We had some enjoyable exchanges in Committee. The hon. Gentleman will know that I do not apologise to him or to anyone else for the fact that I believe that the poll tax in principle was right. I believe that the level at which it was brought in and the level that it achieved latterly were the reasons why it had problems. If the Government had accepted earlier the proposals suggested by me and by others—which they did latterly—about transferring some of the local charge to value added tax, there would have been no difficulty in sustaining the position on the community charge.

Mr. Gould

No doubt each Conservative Member will make peace with his or her conscience. Each will have his or her own little excuse, unconvincing though it may be, for abandoning the principle to which he or she so strongly adhered. We must conclude that no Conservative Member has the courage of his convictions. No Conservative Member will vote against the abolition of the poll tax on the ground that he adheres to the principle that he has so bravely espoused.

What was most significant about the brief intervention by the hon. Member for Tayside, North and the one point that I found convincing was his assertion that he would offer no apology to me or to anyone else. That is regarded in the country as the most unforgivable arrogance by the Conservative party. Having created such havoc, such misery and such disrespect for the law, having undermined local government, having obstructed civil rights and having spent £14 billion of taxpayers' money, the Conservatives have the arrogance to say that they will offer no apology.

Mr. David Nicholson (Taunton)

Is the hon. Gentleman prepared to apologise to electors in Labour areas for their levels of spending? Whether under rates, poll tax or council tax, they have imposed and will impose a great burden. Will the hon. Gentleman apologise for the failure of Labour authorities to collect rates or community charge, which has imposed a further burden, as my right hon. Friend the Secretary of State pointed out? Finally, will he apologise for the Labour party's failure to put in place any proposals for capping authorities that exceed those burdens?

Mr. Gould

I agree that it was the size of the poll tax bills which brought people on to the streets and which caused law-abiding citizens to be prepared to defy the law.

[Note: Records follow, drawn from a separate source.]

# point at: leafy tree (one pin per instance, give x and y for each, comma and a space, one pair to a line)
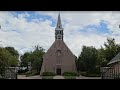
12, 51
6, 60
111, 49
87, 59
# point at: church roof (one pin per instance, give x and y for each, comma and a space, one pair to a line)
115, 59
58, 45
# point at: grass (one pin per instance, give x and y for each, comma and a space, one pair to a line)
47, 77
70, 77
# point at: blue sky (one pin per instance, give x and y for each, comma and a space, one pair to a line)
25, 29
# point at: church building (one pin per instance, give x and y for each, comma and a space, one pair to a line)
59, 58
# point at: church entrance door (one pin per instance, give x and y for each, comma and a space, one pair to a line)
58, 71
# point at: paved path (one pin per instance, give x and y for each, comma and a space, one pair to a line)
58, 77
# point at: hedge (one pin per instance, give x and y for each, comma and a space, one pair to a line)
70, 74
48, 74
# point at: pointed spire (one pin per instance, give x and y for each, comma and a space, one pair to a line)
59, 25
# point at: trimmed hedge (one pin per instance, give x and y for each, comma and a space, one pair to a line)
87, 74
22, 71
48, 74
70, 74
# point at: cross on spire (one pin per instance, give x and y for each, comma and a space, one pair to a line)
59, 25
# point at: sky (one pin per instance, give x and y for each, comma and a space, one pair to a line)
25, 29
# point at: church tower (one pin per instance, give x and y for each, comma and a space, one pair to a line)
58, 59
59, 30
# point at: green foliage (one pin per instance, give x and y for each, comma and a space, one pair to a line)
70, 74
87, 59
35, 57
91, 59
89, 74
48, 74
22, 71
47, 77
70, 77
12, 51
7, 59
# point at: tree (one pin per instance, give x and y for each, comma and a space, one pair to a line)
35, 57
12, 51
6, 60
111, 49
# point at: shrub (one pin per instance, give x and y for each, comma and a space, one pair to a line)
70, 74
48, 74
88, 74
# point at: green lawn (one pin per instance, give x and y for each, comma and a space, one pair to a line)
70, 77
47, 77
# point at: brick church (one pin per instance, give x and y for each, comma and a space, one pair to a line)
58, 59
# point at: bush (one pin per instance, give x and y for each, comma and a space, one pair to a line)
88, 74
83, 73
47, 77
48, 74
70, 74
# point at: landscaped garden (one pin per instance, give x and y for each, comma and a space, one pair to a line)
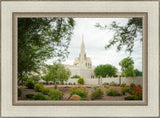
107, 91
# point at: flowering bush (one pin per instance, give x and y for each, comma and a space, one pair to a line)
79, 91
97, 93
30, 96
40, 97
38, 87
132, 85
55, 94
112, 92
45, 91
113, 83
80, 81
19, 92
30, 83
123, 85
125, 90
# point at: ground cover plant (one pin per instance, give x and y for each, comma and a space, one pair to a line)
79, 91
97, 93
40, 96
55, 94
81, 81
38, 87
112, 92
30, 83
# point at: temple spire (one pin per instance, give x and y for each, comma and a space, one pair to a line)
82, 45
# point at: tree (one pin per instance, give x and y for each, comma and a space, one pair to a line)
127, 67
124, 36
40, 39
105, 70
57, 73
137, 72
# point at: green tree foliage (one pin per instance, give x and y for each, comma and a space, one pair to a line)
105, 70
137, 72
40, 39
127, 67
57, 73
124, 36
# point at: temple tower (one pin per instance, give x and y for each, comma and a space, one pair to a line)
83, 61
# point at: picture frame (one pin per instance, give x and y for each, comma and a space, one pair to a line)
11, 10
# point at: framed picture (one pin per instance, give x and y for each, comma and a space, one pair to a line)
80, 59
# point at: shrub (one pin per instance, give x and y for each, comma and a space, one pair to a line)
31, 96
106, 86
30, 83
45, 91
55, 94
105, 83
69, 83
40, 97
19, 92
97, 93
123, 85
112, 92
75, 76
132, 85
81, 81
38, 87
125, 90
81, 92
113, 84
131, 97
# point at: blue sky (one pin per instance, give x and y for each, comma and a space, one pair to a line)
95, 40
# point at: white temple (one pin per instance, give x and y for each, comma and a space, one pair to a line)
82, 65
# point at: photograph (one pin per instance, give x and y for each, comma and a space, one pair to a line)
79, 59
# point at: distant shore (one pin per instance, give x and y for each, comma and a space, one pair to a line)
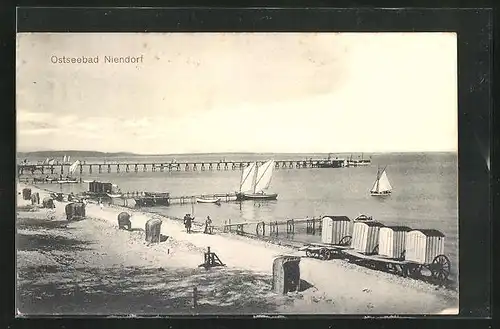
76, 153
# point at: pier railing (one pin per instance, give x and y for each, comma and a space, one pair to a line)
91, 168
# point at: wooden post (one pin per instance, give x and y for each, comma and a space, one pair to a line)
195, 297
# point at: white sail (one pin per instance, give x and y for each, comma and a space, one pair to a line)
375, 186
264, 175
382, 184
248, 178
73, 167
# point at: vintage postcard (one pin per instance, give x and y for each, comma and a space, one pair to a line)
237, 173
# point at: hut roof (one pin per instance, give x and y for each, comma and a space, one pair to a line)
399, 228
371, 223
430, 232
153, 221
338, 218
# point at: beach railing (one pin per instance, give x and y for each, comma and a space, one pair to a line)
288, 228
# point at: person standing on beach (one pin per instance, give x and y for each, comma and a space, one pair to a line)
208, 225
187, 223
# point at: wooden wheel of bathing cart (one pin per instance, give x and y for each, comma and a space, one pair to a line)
51, 214
346, 241
440, 268
325, 254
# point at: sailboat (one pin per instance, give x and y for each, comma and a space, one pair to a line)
381, 186
72, 169
255, 181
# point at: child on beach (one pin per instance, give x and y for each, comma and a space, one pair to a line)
208, 226
187, 223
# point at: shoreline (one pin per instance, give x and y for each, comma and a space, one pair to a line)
337, 287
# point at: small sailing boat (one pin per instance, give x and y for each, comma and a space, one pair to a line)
115, 192
381, 186
205, 200
255, 181
72, 169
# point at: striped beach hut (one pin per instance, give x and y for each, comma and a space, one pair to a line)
153, 229
392, 241
365, 236
424, 245
334, 229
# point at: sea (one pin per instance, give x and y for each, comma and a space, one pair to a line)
425, 190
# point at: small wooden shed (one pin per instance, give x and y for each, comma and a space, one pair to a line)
335, 228
35, 198
286, 274
365, 236
153, 229
392, 241
423, 245
75, 210
26, 194
48, 203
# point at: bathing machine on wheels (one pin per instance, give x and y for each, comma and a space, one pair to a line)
335, 237
407, 252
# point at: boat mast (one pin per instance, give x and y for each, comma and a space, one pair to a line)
377, 188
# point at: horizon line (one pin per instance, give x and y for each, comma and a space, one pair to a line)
235, 152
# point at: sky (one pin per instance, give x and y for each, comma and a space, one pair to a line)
238, 92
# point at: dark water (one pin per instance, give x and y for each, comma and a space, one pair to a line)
424, 195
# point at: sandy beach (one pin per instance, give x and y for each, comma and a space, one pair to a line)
92, 267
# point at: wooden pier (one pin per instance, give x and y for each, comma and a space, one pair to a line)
92, 168
274, 229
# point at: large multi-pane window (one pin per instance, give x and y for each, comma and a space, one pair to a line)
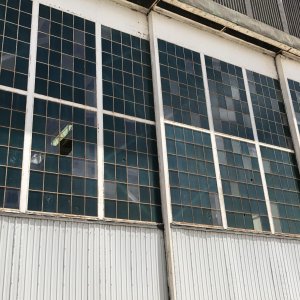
131, 170
242, 185
194, 194
127, 79
15, 24
182, 85
269, 111
131, 188
66, 57
12, 122
228, 99
283, 181
63, 172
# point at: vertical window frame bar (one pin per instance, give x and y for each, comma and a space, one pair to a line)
24, 191
162, 155
213, 142
100, 132
289, 107
258, 152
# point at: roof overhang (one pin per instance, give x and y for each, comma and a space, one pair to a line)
221, 18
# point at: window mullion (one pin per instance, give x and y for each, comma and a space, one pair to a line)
29, 108
213, 141
259, 157
100, 144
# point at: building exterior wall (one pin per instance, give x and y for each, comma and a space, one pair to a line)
211, 265
59, 259
118, 249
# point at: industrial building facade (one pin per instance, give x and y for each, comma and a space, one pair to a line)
149, 149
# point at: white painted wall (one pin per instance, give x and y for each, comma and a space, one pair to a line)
107, 12
213, 45
291, 69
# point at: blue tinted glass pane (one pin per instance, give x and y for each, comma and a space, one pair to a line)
283, 183
242, 186
12, 115
66, 57
182, 85
127, 75
63, 159
131, 170
15, 24
193, 184
269, 111
228, 98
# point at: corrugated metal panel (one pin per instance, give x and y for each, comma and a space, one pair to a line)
267, 11
237, 5
46, 259
211, 265
292, 12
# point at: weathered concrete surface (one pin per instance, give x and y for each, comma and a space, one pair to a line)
239, 22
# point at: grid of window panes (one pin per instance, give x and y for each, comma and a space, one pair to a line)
194, 194
242, 186
63, 172
295, 94
12, 122
127, 76
15, 23
131, 188
269, 111
182, 85
228, 99
66, 57
283, 183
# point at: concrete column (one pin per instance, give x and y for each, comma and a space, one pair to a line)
279, 60
162, 156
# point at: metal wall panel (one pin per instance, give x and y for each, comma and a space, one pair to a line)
210, 265
267, 11
292, 12
46, 259
237, 5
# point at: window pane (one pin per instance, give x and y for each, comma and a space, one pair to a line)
131, 170
66, 57
182, 85
228, 98
269, 111
13, 107
283, 181
194, 193
14, 43
66, 172
242, 186
127, 75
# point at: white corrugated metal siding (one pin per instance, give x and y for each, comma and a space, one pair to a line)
210, 265
47, 259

The size of the bills meant that Conservative voters threatened to revolt and that Conservative councillors refused the whip. That was all true in Conservative-controlled areas. That was the reality of the poll tax, and the hon. Member for Taunton (Mr. Nicholson) deludes himself if he prefers to forget that piece of inconvenient history.

Mr. Keith Mans (Wyre)

Will the hon. Gentleman give way?

Mr. Gould

Yes, but I will not give way to every tin-pot intervention.

Mr. Mans

Despite that comment, I am grateful to the hon. Gentleman for giving way. He suggested that some of my hon. Friends were abandoning principles to which they had adhered for many years. Will he confirm that he has not abandoned any principles to which he has adhered?

Mr. Gould

I am in the very comfortable position of being able to give the hon. Gentleman exactly that assurance—[Interruption.] Oh yes. My position in principle is well known and I adhere to it.

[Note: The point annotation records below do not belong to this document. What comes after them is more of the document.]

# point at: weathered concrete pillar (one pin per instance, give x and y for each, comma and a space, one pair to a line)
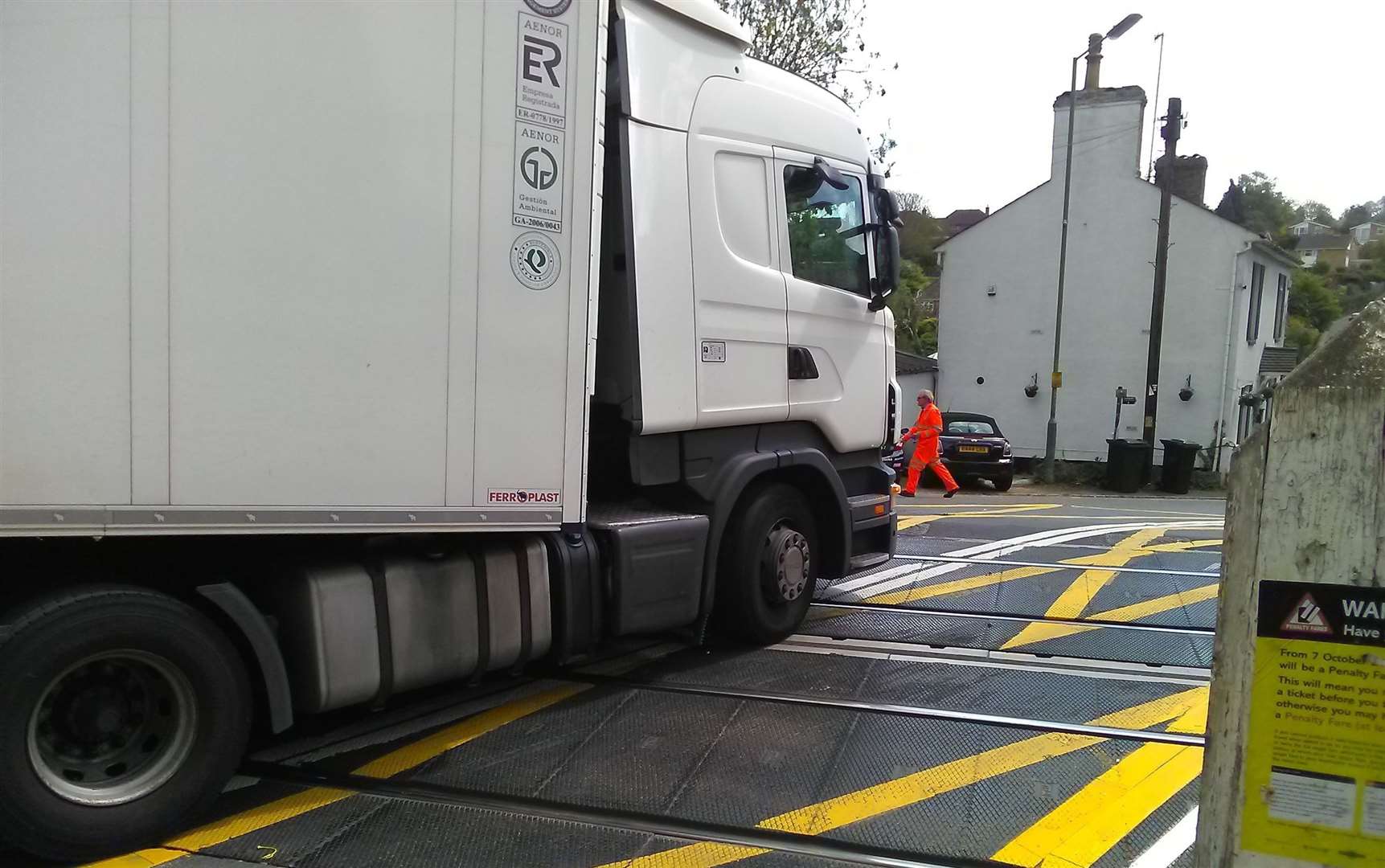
1295, 762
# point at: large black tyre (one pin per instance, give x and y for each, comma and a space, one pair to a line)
768, 568
125, 713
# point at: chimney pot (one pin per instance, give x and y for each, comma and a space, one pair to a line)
1093, 63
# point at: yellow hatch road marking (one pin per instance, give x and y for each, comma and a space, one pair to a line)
1084, 827
1160, 604
1078, 596
1183, 546
906, 522
1038, 633
910, 789
957, 586
404, 759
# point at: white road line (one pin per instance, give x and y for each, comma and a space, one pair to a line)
873, 584
842, 588
980, 663
1170, 845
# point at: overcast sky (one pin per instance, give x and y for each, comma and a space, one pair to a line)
1293, 90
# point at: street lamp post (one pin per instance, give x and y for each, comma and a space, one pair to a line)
1055, 383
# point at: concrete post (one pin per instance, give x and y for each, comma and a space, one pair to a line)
1295, 762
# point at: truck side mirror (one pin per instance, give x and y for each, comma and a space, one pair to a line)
887, 264
831, 176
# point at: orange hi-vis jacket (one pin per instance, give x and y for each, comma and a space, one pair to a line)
927, 448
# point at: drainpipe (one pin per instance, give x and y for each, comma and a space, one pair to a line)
1226, 358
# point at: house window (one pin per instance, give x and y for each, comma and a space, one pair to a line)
1281, 302
826, 240
1252, 316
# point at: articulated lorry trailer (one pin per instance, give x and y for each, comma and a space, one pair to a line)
354, 348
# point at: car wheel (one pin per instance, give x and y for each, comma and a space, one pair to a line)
768, 568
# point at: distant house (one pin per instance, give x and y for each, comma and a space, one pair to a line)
1227, 297
1335, 249
1365, 233
963, 219
1309, 227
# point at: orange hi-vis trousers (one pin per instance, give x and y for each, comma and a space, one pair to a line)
927, 428
916, 469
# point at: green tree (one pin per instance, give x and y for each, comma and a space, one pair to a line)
1301, 334
917, 239
1312, 301
819, 40
1359, 214
1264, 207
916, 330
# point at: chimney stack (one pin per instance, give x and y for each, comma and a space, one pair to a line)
1093, 63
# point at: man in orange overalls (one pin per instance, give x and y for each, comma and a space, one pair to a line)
927, 431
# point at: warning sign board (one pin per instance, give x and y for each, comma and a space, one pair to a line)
1314, 774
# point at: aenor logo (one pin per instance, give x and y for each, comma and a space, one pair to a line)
524, 497
549, 9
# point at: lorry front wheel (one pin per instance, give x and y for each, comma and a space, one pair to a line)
126, 712
768, 568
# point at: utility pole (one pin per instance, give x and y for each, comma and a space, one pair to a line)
1154, 126
1172, 126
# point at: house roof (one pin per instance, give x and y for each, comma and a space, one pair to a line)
1323, 241
963, 219
1275, 251
909, 363
994, 214
1266, 247
1279, 358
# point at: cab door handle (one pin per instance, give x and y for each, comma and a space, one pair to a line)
801, 364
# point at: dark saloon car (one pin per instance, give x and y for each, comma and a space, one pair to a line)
973, 448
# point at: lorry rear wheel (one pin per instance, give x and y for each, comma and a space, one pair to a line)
768, 569
126, 713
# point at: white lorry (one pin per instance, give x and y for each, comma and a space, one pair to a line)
354, 348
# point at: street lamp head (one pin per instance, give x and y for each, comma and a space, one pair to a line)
1129, 21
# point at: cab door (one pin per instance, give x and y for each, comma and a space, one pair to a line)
741, 308
837, 346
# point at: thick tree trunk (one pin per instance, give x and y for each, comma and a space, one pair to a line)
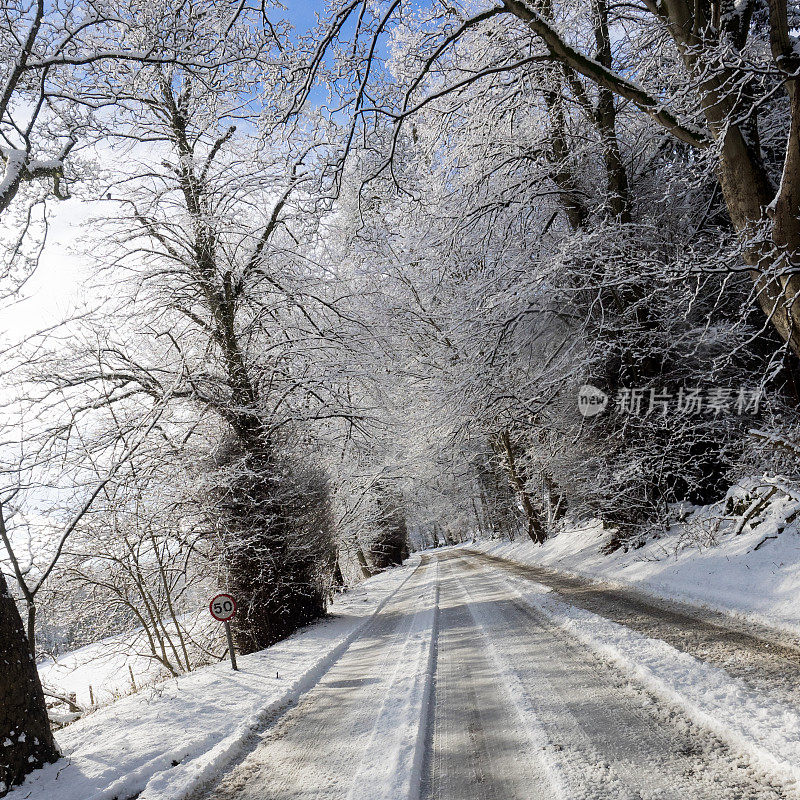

Let us establish why some Conservative Members can reconcile with their consciences the fact that they will vote for the abolition of the poll tax. There are several reasons. They know that, despite the brave words of clause 100, the poll tax will live on. The bills will arrive again at the end of March next year. Just imagine the outrage and the anger of the millions of people who have been persuaded by the bravura performances of the Secretary of State and by the assurances given by the Prime Minister, including his statement that the poll tax had been abolished. They were inclined, silly people, to believe Ministers' statements. Imagine their anger and outrage when the bills arrive again at the end of March next year.

Imagine the despair of local government, although it was under no illusions. Local government will be faced yet again with the problem of collecting what the Prime Minister glibly announced some months ago was a virtually uncollectable tax of whose fairness the people could not be persuaded. Imagine the problems that local government now faces. How is local government to grapple with the problem?

I suspect that Conservative Members take comfort from the fact that the poll tax lives on, and they may take further comfort from the expert advice from so many quarters that the Government's timetable for abolishing the poll tax by 1 April 1993 will be extremely difficult to achieve. Conservative Members have the giddy prospect—how it must warm the cockles of their hearts—that the poll tax will survive for yet another year and perhaps even until 1994. They can salve their consciences by saying, "Yes, we are voting for a clause tonight, but of course nothing will really happen for at least a year or two."

Even if Conservative Members were compelled to face the reality that one way or another their beloved poll tax is due to go sooner or later—sooner if we have a Labour Government and later if we have a Tory Government—at least they can again delude themselves with the idea that, if only they can win a general election and implement the Bill, the poll tax will live on.

The 50 per cent. personal or head tax element of the council tax preserves the poll tax with all its mean features intact. The unfairness of the poll tax—the very problem that did for the poll tax, or so we are told by the Government—survives with the council tax. The complexity of the poll tax is also preserved. I would argue, as would many others, that the complexity of the council tax is likely to outstrip even that of the poll tax. As a direct consequence of the complexity of the council tax, the cost of administering it is fearful to imagine. Yet undoubtedly Conservative Members will gladly support the council tax because it will prove to be yet another burden for hated local government.

Another feature that the council tax will have in common with the poll tax is the register. We are told—although with less assurance tonight—that technically and lawfully there can be no register. But it is equally accepted that it might be necessary to have a list, and that if there is not a list local authorities might have to rely on the electoral register. So all the objections to the poll tax on civil rights grounds will survive.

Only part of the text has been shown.